The end of our junior year is upon us, and my thoughts turn toward my dreams of college. I’m fearful about the future. I have this sense of dread and at the same moment a goal for my future. I want to do something to make Apa take notice because he’s getting old and may die before I have a chance to make him proud of me.
I’ve been preparing for the SATs all year. I dream of attending of Harvard or Stanford, but they‘re just dreams. I won’t apply because I’d need an A+ average and great SATs, but my grades are down to a B+. Although schools look at family situations and financial need, I don’t think those will offset my scores or grades.
On SAT day, I get up early because I’m nervous. The test starts at College of the Sequoias in Visalia at 11 a.m., and Ama will drive me there. I’ve been reminding her all week so she won’t forget. That morning, she tells me she has to run out to see her sister but that there’s plenty of time.
By 10:30, she hasn’t come back and I’m frantic. When she finally shows up and I run out to the car, she doesn’t say anything about why she was so late. When we arrive at COS, luckily I know which building to go to. The moment she stops the car, I take off running. It’s 10:55, and they may not even let me in. But when I get to the room, several students are still in line and I slip in right behind them.
I’m sweating and my heart is racing. And I’m pissed off at Ama for not realizing what this test means for my future. After it’s over, I know I blew the test. I can feel it. But I can take it again in the fall, and those results will have to count. I know that many students buy pre-test materials or take prep courses, but I can’t afford either.

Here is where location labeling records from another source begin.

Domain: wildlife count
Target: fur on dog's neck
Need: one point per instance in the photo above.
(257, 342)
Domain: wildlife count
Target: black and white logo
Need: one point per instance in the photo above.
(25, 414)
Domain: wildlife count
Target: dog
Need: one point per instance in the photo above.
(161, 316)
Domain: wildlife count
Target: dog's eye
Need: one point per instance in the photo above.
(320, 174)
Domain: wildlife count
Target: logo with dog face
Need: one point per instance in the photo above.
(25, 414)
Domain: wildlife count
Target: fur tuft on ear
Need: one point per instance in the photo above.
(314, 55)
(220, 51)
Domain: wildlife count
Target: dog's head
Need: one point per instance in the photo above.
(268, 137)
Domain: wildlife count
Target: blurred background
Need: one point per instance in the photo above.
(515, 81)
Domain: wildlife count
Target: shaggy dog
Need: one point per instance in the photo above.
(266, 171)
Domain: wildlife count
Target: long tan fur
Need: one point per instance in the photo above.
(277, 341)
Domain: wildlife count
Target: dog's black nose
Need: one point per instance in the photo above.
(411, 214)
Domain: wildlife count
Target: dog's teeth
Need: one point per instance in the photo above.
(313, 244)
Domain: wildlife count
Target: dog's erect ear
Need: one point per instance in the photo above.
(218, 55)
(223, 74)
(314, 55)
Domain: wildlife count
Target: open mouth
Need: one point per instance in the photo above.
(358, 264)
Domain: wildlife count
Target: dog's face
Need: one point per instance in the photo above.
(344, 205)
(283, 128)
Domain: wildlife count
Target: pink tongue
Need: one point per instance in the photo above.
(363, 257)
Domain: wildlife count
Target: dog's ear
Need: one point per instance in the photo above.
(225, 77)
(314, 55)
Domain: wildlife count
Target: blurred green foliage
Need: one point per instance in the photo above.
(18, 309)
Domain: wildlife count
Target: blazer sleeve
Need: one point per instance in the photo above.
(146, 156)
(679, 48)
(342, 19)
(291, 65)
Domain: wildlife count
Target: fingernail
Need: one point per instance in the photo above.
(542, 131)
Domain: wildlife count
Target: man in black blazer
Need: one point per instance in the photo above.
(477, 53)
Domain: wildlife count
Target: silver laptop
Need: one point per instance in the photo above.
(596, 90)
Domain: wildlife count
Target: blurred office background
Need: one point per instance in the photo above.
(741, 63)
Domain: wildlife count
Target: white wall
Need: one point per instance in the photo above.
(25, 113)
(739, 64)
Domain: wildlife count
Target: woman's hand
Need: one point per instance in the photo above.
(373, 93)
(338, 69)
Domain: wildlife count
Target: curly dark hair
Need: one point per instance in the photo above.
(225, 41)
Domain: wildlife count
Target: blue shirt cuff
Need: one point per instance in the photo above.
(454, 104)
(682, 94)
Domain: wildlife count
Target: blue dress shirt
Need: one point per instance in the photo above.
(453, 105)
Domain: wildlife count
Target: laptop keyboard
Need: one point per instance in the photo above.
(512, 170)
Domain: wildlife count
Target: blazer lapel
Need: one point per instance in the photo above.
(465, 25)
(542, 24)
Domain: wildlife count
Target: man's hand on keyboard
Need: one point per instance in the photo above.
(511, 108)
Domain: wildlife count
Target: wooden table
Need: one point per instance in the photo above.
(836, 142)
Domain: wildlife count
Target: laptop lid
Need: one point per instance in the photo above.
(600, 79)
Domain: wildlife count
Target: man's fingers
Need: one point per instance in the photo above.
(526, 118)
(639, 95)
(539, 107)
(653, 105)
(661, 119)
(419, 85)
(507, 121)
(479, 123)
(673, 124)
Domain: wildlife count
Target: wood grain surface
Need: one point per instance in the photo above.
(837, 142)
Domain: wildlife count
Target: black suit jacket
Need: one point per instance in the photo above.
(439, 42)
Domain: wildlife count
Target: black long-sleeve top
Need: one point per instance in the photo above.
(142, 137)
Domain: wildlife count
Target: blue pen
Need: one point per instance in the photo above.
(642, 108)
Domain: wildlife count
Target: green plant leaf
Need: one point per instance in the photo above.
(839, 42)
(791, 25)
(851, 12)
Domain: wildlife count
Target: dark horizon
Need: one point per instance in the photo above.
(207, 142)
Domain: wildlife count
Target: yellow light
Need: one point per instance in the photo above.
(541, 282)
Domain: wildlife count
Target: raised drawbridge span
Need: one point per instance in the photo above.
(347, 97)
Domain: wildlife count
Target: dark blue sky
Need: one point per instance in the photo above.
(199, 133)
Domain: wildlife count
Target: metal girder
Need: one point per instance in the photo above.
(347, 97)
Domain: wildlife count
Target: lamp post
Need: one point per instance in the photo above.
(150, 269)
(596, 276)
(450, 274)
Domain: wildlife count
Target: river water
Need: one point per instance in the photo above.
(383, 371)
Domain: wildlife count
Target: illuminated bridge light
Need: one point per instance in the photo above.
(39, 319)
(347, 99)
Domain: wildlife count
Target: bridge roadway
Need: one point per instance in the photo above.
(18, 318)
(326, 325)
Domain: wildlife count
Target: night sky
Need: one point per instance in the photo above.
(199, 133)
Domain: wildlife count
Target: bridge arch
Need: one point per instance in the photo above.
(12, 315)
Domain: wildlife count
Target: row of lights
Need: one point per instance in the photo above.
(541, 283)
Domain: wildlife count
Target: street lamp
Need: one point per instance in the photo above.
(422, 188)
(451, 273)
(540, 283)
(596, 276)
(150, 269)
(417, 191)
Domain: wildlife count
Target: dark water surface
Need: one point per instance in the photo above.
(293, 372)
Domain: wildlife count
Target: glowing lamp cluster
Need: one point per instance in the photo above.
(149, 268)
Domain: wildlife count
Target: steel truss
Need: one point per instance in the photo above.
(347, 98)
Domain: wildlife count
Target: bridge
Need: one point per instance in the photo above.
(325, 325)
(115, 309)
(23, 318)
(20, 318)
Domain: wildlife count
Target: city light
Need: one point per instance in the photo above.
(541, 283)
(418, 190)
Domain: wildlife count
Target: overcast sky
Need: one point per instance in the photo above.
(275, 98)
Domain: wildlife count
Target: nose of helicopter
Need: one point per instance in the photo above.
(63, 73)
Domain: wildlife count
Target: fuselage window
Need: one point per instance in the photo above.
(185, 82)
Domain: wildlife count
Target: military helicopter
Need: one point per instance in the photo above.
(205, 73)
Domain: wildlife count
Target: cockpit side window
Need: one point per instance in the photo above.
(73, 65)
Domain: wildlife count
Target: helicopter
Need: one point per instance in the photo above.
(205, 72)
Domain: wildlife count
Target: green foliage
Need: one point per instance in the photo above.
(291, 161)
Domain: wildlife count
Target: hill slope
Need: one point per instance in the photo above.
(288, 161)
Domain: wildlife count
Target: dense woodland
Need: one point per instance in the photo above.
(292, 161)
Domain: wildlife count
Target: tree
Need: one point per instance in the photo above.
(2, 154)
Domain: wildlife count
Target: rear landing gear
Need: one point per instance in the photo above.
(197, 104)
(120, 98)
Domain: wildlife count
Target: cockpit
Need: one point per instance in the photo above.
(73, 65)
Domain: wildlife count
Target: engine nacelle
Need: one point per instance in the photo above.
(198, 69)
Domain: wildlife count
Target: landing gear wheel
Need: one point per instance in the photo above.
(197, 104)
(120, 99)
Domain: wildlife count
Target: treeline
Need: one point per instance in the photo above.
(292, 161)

I’m not going to rely on Ama for anything anymore. Next time, I’ll ride my bike from Goshen if I have to. I only have one more chance to change the course of my life, and I won’t allow her to let me down again. Sometimes I wonder whether she’s deliberately trying to sabotage my goals, or whether she just doesn’t realize the importance of education. Ama has a only a third-grade education and Apa never went to school.
It doesn’t matter. I’m not going to take any more chances. From now on, my future will rest solely on my own resources.